Page:Tinayre - La Maison du péché, 1941.djvu/217

Cette page n’a pas encore été corrigée

— Mieux vaut tard que jamais… Et M. Forgerus ?

— Il est retourné là-bas, en Asie Mineure.

— Vous savez que M. l’abbé Vitalis n’est plus à Rouvrenoir ?

— Je le sais.

— On lui a fait des ennuis. On a écrit à son évêque des bêtises, des mauvaisetés, pour le faire partir… Et le voilà à l’autre bout du diocèse, le cher homme. Rouvrenoir n’a plus de curé. On n’en remettra plus, parce que vos croquants sont des impies. Il n’y a pas de travail pour un curé… C’est celui de Tréville qui dit la messe et fait les enterrements… Et il y a une école de filles, maintenant, dans le presbytère. »

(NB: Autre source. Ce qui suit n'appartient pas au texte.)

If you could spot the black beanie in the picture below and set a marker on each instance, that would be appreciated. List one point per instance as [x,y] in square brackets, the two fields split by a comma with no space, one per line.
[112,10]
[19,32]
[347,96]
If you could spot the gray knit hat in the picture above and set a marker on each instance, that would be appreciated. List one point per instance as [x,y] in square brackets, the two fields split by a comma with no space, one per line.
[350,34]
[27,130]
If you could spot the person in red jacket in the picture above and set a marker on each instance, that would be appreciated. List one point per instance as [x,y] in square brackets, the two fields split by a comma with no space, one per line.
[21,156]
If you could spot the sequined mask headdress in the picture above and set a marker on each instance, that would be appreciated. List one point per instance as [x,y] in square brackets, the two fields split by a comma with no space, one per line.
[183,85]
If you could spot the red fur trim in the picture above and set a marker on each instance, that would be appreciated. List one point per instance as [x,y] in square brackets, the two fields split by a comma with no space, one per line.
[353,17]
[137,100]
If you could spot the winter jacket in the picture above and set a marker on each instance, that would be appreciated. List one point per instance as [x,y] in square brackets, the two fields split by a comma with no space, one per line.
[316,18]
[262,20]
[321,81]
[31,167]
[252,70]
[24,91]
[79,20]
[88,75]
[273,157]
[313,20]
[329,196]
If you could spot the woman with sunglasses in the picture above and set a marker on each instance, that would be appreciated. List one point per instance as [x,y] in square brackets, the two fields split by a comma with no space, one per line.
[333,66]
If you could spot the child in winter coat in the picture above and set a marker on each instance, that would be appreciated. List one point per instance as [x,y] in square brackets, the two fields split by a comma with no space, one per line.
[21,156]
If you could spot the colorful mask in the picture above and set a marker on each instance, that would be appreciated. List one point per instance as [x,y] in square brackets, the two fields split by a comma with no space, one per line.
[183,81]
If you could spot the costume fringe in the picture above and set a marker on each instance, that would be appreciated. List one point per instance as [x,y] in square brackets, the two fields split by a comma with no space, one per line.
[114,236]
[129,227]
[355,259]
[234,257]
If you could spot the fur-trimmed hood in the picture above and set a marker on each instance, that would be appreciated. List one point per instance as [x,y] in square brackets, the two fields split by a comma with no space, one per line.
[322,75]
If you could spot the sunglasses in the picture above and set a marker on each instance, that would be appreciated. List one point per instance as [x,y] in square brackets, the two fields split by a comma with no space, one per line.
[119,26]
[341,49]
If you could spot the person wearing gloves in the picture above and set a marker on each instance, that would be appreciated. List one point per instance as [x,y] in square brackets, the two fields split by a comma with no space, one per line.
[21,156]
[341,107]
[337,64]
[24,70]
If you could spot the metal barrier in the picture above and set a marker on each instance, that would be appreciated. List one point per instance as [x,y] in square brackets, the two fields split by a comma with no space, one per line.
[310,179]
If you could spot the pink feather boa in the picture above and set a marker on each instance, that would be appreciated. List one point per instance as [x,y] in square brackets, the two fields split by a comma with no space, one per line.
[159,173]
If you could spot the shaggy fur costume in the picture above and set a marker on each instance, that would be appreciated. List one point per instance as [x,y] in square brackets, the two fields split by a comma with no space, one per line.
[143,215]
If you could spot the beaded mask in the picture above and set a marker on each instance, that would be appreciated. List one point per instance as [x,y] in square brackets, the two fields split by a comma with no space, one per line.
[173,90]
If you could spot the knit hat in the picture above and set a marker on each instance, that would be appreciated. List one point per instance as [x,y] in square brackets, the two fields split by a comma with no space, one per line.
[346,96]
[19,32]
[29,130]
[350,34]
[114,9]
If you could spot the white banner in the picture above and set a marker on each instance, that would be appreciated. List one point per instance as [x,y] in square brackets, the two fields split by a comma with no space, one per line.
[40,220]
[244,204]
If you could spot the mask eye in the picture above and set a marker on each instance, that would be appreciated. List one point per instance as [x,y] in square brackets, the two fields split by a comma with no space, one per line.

Augustin regardait la cour étroite, le jardinet tout jaune de dahlias et de coréopsis, et, par-dessus le mur, le portique latéral de l’église, les gargouilles aux arêtes amorties, rognées par les siècles, les arcs-boutants si beaux dans la poudre dorée du soir.

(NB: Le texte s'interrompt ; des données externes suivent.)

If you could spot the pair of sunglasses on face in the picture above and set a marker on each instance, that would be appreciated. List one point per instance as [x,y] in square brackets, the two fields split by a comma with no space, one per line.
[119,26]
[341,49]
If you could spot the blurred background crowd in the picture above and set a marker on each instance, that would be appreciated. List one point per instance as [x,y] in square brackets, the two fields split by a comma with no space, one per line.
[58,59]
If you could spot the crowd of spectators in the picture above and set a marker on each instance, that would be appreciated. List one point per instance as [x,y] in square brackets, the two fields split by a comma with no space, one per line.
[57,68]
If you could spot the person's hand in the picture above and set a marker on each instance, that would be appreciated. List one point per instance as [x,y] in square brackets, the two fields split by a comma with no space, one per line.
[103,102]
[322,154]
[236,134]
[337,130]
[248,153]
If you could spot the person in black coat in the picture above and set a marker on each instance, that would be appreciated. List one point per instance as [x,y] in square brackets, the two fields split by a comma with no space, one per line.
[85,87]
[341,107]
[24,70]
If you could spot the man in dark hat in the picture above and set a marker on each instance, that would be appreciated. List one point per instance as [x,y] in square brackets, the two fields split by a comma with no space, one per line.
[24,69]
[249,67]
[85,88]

« Vous avez l’air tout drôle, mon fieu.

— Tu me trouves changé ?

— Point trop maigri, point trop pâli… changé tout de même.

— Allons, je t’ai vue… Je suis content. »

Il se levait.

« Partez pas… Faut que je vous dise…

— Quoi ?

Jacquine était déjà dans la maison. Elle rapporta un tout petit paquet noué de ficelle grise.

« Mon fieu chéri, v’là des papiers pour vous.

— Des papiers ?

— Oui, des lettres. J’ai promis… »

Il fit un geste de refus.

« Eh bien quoi ?… Ça ne vous engage à rien. Vous n’êtes pas obligé de répondre. Lisez seulement.

— Mme Manolé n’existe plus pour moi.

— Et si elle était morte, tout à fait ? »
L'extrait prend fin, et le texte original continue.